EL SENTIDO DE LA VIDA Y LA MUERTE

Rabino Eliahu Birnbaum

 

Un hombre vivo, aunque sea el hombre más simple, el más vulgar, el más

malvado o aún delincuente, no puede transmitir impureza ritual (Tumá).

En cambio, el hombre muerto, aunque haya sido el hombre más justo o el

más santo o el más puro, dado que su alma ha sido tomada de él,

transmite impureza ritual.

De este modo, a través de las leyes concernientes a la pureza ritual, la

Torá nos brinda una muestra más del valor de la vida. En el momento en

que la vida se interrumpe, el daño es enorme y la herida irreparable: el

hombre se convierte en un cuerpo que contamina.

 

¿Cómo podemos explicar la impureza que se produce por el contacto entre

un hombre vivo y un hombre muerto?

La muerte es el fin natural e inevitable, que nos espera pacientemente

al final del camino. Sin embargo, el hombre no vive generalmente con la

conciencia permanente acerca de la muerte, ni la sombra de ésta. El

hombre es un ser dinámico que vive y cree en sí mismo, en su propia

fuerza y en su propia vida. Sin embargo, el encuentro con la muerte

concreta puede hacer tambalear esta actitud del hombre. El peso de la

realidad de la muerte puede ser más fuerte que el de la conciencia

acerca de su existencia.

 

La visión sorprendente del hombre que hasta hace pocos instantes estaba

con vida, respiraba y sentía, y que repentinamente deja de respirar,

puede sacudir al hombre y estremecerlo con el pensamiento de que "el

hombre no vale nada", "que no vale la pena esforzarse", "para qué

luchar". Este encuentro con la muerte provoca un sentimiento de

pesimismo, que puede conducir a pensamientos individuales y sociales

perjudiciales, y por ende se produce la "contaminación".

 

El sistema de impureza ritual es un medio de defensa del espíritu del

hombre ante la muerte. Todo contacto con la muerte contamina, para

permitir la vuelta al equilibrio, al pensamiento adecuado, para

liberarse de la "filosofía del cementerio", y pudiendo entonces volver a

tener fe en el valor de su alma y de su vida.

 

El judaísmo no se relaciona con la muerte como un problema de higiene o

limpieza. El velatorio y entierro de los muertos se prolongaba durante

muchos días en el mundo antiguo. También hoy se aconstumbra a honrar al

muerto no llevando a cabo el entierro en forma inmediata, haciéndole

permanecer entre los vivos mientras sea posible.

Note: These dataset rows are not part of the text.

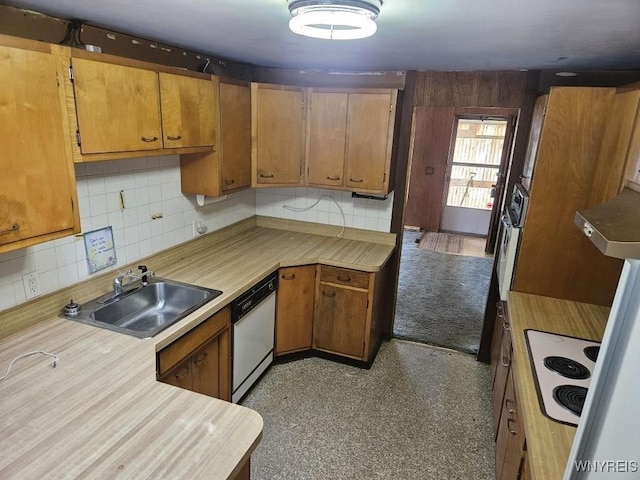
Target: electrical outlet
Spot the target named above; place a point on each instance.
(31, 283)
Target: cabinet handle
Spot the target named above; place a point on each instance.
(505, 361)
(201, 358)
(13, 228)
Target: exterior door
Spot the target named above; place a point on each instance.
(475, 174)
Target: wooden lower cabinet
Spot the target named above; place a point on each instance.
(502, 364)
(510, 442)
(294, 319)
(200, 360)
(343, 312)
(341, 320)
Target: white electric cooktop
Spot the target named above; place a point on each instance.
(563, 367)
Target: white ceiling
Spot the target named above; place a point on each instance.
(412, 34)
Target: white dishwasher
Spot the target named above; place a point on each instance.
(253, 317)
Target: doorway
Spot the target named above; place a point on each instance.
(476, 168)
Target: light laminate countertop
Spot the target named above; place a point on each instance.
(548, 442)
(101, 413)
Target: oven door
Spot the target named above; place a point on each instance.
(507, 255)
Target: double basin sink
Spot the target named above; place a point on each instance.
(142, 311)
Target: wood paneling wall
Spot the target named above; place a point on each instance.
(439, 96)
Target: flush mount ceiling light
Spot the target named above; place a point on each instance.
(334, 19)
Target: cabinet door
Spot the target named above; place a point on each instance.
(189, 111)
(205, 369)
(294, 317)
(510, 440)
(180, 375)
(340, 320)
(369, 140)
(326, 137)
(37, 182)
(537, 119)
(502, 372)
(277, 124)
(235, 133)
(118, 107)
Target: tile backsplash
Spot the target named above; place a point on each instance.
(321, 206)
(150, 187)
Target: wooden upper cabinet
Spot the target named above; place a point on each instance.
(369, 140)
(189, 111)
(37, 184)
(277, 125)
(326, 138)
(118, 107)
(235, 135)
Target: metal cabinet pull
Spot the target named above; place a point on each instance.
(201, 358)
(13, 228)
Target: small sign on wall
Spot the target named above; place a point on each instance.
(100, 249)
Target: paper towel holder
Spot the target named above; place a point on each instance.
(203, 200)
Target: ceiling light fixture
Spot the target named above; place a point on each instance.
(334, 19)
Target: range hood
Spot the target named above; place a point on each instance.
(614, 226)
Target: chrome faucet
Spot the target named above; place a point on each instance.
(143, 277)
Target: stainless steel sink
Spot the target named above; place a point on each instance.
(144, 311)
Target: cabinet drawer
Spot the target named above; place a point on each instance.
(342, 276)
(185, 345)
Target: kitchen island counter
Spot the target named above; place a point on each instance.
(548, 442)
(101, 413)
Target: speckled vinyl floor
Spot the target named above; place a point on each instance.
(419, 413)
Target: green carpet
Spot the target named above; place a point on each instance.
(441, 297)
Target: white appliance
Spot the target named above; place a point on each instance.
(607, 441)
(562, 367)
(511, 228)
(253, 317)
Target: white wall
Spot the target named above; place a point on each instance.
(151, 186)
(358, 212)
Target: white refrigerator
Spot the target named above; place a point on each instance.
(607, 441)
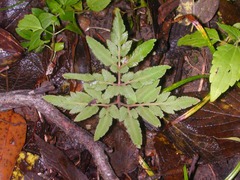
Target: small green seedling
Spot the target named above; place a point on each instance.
(116, 92)
(225, 70)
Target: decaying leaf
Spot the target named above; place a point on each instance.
(204, 132)
(12, 138)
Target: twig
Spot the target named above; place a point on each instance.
(22, 98)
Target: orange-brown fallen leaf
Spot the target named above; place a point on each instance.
(12, 137)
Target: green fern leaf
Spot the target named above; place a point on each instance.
(225, 69)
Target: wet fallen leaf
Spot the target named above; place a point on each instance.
(203, 134)
(12, 138)
(56, 159)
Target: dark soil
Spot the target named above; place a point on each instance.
(64, 148)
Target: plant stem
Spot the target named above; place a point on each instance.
(192, 110)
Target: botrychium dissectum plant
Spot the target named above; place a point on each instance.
(118, 93)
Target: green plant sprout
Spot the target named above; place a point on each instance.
(40, 28)
(116, 92)
(225, 70)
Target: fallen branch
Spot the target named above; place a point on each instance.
(23, 98)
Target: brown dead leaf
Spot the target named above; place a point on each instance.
(201, 134)
(12, 137)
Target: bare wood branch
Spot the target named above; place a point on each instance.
(23, 98)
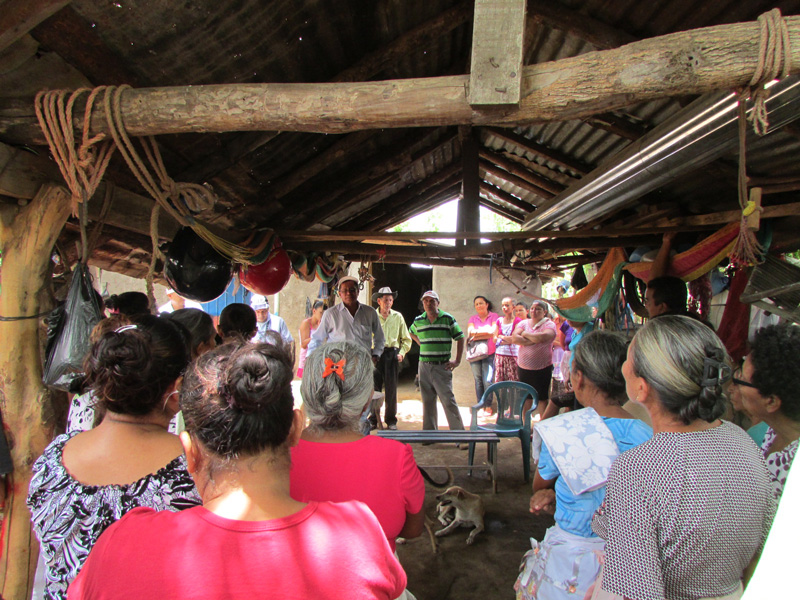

Para el judaísmo sin embargo, cuanto menor sea el tiempo que transcurre

entre la muerte y el entierro, es mejor. El judaísmo considera que la

vida y la muerte son fenómenos reales, pero trata de llevar al hombre al

equilibrio adecuado entre ambos elementos, por lo cual se hace necesario

diferenciar con la mayor celeridad posible entre los vivos y los

muertos.

 

Es posible señalar otra profunda diferencia entre la vida y la muerte.

En el momento de su muerte, el hombre ve a la vida como una serie de

momentos pasajeros, y a la muerte como el fenómeno permanente. El

judaísmo nos enseña lo contrario: la vida es permanente y firme,

mientras que la muerte es algo pasajero y temporal.

Mientras vive, el hombre debe enfrentarse a la relación entre lo

temporal y lo permanente. La muerte enfrenta al hombre con el conflicto

entre la temporalidad y la permanencia. En esta relación radica el

secreto de la existencia. La vida del hombre se caracteriza por la

búsqueda de algo duradero, algo que permanezca a lo largo de todos los

cambios y transiciones. En ello consiste la búsqueda del sentido de la

existencia humana, el hombre busca la existencia metafísica más allá de

la mera existencia física .

 

Desde el punto de vista físico, el hombre depende de las leyes del

espacio y del tiempo. A nivel metafísico el hombre puede superarlas.

Esto explica la necesidad de la cultura, de la fe, de algo que le

conceda al hombre un sentido de permanencia en el mundo.

La muerte es un fenómeno físico que tiene lugar en la dimensión del

espacio. El sentido es un hecho metafísico que existe en la dimensión

del tiempo. En forma paradójica , el hombre puede "vencer" a la muerte

en la dimensión del espacio, en cuanto exista en el mundo del sentido,

en la dimensión del tiempo, y la muerte es percibida como temporal y

secundaria en relación a la continuidad y la permanencia de la vida

espiritual en el mundo del sentido.

El judaísmo santifica a la vida y ve en ella una característica

verdaderamente humana. El hombre santifica su vida mediante la constante

búsqueda de sentido a su existencia.